Advanced Measurement and Assessment in Education (formerly EDLD642) (4 units)
Current topics and issues in measurement, assessment, and testing including scaling, standard setting, item and scale analysis, bias and fairness, DIF, equating, norming, using assessments for decisions and policymaking. Concepts situated in both classical and item response theory. Test development topics will include construct representation, alignment to curriculum and instruction, and domain and skill sampling.
Item Response Modeling I and II (formerly EDLD 661 and 662) (4 units)
Study of Item Response Theory (IRT) in which participants will be exposed to popular item response models, applications, and relevant resources, including journals, software, and websites. In addition to the text and readings, participants will use WINSTEPS software for Rasch modeling.
610 Foundations of Educational Research
The three quarter sequence prepares students to complete their dissertation research. The competencies emphasized in the three quarter research sequence pivot around the central theme of 'evidence-based' inquiry and practice. Throughout, research perspective and communication skills are emphasized.

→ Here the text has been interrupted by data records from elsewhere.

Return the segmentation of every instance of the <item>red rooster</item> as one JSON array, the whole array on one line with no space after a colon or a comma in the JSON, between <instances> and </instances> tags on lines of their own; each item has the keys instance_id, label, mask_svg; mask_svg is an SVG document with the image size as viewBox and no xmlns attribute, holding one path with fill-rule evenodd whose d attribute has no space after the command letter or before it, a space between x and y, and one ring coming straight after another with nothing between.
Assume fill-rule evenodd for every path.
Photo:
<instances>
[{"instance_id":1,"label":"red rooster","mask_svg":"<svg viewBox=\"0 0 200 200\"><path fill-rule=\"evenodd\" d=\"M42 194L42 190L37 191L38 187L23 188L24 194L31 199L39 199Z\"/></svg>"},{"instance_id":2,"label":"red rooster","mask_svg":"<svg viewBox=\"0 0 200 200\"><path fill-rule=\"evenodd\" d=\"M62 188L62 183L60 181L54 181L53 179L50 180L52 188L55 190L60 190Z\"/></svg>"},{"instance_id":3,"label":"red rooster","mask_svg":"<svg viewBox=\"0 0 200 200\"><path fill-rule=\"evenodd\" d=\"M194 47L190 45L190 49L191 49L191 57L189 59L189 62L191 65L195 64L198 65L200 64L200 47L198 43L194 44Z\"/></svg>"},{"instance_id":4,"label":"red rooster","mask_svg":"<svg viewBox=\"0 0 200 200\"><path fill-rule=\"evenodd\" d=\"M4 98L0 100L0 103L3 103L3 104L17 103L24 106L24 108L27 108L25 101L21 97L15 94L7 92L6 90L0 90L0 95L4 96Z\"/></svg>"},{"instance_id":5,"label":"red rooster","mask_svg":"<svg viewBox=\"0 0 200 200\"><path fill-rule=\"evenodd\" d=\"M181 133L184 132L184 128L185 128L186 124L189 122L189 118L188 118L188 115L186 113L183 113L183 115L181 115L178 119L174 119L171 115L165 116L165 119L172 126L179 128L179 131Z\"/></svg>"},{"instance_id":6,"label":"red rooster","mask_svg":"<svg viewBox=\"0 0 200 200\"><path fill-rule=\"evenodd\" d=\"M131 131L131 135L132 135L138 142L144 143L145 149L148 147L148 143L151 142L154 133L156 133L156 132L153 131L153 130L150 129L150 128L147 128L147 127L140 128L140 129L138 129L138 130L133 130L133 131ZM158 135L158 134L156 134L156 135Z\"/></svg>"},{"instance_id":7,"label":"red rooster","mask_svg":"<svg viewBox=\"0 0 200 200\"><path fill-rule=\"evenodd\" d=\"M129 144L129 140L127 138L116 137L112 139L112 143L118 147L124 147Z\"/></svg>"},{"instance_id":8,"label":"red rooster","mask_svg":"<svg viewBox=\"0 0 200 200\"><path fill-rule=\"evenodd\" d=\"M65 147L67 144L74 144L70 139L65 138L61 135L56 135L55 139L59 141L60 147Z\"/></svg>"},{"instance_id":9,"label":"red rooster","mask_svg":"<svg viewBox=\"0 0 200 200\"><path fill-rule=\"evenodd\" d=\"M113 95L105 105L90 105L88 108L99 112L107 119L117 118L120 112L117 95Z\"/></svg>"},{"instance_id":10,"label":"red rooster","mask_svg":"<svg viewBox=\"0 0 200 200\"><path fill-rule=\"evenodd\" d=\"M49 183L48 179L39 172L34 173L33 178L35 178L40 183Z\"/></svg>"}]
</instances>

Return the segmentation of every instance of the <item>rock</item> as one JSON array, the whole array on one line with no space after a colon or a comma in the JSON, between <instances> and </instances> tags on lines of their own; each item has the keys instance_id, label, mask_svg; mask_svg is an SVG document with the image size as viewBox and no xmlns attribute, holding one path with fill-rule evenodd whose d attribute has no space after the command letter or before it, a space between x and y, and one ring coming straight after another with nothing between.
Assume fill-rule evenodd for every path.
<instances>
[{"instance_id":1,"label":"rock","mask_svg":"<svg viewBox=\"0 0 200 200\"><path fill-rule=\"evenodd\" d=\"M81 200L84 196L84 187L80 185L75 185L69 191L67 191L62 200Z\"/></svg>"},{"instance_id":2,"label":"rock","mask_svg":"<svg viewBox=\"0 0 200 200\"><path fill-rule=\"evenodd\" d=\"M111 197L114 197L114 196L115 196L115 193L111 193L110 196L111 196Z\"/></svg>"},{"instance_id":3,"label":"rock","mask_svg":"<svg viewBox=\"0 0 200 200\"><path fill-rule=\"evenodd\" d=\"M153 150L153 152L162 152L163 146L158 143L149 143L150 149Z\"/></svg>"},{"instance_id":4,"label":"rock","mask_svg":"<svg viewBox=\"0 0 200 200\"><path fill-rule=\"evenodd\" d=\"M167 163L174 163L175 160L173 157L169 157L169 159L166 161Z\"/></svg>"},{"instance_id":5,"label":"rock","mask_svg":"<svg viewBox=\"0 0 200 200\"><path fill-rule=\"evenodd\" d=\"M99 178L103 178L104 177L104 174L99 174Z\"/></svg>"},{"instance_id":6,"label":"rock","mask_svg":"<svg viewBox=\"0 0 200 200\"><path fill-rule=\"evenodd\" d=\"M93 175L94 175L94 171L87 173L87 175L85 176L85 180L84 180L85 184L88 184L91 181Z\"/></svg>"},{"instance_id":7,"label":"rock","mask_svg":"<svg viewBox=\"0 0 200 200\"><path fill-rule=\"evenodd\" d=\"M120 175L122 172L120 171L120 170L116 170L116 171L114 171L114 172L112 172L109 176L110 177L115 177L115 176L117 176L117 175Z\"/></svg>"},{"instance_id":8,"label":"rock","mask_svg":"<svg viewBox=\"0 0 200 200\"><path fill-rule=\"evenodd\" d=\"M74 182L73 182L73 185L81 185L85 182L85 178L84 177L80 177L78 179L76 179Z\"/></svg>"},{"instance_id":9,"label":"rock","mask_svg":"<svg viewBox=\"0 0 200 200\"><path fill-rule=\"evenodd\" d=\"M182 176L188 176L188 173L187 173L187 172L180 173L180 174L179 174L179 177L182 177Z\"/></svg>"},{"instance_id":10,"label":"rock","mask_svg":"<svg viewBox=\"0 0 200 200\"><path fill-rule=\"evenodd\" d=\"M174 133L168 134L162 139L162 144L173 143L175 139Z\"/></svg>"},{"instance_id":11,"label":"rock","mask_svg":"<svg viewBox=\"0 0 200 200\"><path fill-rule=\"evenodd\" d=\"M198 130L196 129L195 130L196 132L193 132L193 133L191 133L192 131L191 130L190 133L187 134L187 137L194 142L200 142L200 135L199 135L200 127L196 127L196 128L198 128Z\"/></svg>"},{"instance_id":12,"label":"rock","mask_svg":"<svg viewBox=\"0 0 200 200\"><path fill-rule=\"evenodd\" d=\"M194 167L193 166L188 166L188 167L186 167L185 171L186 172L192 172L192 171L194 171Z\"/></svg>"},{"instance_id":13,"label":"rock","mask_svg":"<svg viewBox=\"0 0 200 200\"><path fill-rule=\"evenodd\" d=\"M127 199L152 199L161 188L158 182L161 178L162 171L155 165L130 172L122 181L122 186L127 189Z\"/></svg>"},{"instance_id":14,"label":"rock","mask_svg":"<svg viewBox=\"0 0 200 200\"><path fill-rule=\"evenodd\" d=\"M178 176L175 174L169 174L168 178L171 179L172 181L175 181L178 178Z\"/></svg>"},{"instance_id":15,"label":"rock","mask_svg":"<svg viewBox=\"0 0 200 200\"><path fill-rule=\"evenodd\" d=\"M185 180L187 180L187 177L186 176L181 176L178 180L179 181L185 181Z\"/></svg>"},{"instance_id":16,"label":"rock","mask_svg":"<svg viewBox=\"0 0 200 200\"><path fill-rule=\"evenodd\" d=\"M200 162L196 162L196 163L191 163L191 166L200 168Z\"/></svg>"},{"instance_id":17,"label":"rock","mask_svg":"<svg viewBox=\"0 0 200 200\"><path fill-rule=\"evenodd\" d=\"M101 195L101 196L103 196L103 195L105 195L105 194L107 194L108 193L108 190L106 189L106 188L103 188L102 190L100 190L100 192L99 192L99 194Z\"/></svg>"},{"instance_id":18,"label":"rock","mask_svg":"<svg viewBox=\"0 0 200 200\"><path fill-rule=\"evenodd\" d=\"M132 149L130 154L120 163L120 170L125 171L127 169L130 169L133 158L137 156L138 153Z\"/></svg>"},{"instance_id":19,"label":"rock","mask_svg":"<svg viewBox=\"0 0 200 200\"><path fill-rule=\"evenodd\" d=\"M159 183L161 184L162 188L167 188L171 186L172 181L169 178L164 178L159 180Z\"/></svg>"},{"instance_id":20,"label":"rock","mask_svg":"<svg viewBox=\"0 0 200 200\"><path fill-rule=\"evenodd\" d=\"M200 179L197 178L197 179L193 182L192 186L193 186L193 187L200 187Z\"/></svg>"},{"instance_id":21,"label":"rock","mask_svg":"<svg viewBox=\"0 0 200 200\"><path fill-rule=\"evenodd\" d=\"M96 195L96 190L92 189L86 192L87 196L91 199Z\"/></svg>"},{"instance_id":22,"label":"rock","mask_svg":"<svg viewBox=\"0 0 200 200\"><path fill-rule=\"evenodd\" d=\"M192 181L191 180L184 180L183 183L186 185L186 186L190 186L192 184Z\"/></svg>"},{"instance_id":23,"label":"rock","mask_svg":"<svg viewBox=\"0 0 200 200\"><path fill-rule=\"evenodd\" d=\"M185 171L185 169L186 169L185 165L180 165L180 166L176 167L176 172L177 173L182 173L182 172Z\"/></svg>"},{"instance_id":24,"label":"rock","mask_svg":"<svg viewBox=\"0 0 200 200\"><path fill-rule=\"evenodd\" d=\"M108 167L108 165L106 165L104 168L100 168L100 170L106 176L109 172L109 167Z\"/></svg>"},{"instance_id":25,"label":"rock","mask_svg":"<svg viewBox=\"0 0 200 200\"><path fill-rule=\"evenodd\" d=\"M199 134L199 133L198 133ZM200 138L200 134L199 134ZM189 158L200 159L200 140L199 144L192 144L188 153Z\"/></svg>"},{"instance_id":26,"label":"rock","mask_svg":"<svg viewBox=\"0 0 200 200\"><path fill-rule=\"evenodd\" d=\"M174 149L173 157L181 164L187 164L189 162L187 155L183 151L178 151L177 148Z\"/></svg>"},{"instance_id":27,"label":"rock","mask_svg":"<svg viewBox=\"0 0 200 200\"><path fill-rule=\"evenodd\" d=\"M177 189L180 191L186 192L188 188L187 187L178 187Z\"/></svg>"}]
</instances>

Foundations of Educational Research I - The first quarter emphasizes the design of inquiry including variables and measurement in the context of explicit investigative arguments; internal and external validity; relative strengths and weaknesses of various designs; analysis of examples with respect to 'validity'.
Foundations of Educational Research II - The second quarter is an in-depth study of operational educational research designs, methods and conclusions drawn from a data collection process. Data are provided with the requirement that summaries and graphic displays be used for appropriate presentation. Communication skills (written and oral) are emphasized.
Foundations of Educational Research III - The final, third quarter in the sequence is the culmination of conceptual knowledge and skill acquisition; requires application of research principles, with a focus on the dissertation proposal preparation; small-scale exercises in design and implementation; emphasis on presentation skills (written and oral) including a 'poster' describing a design, results and conclusions.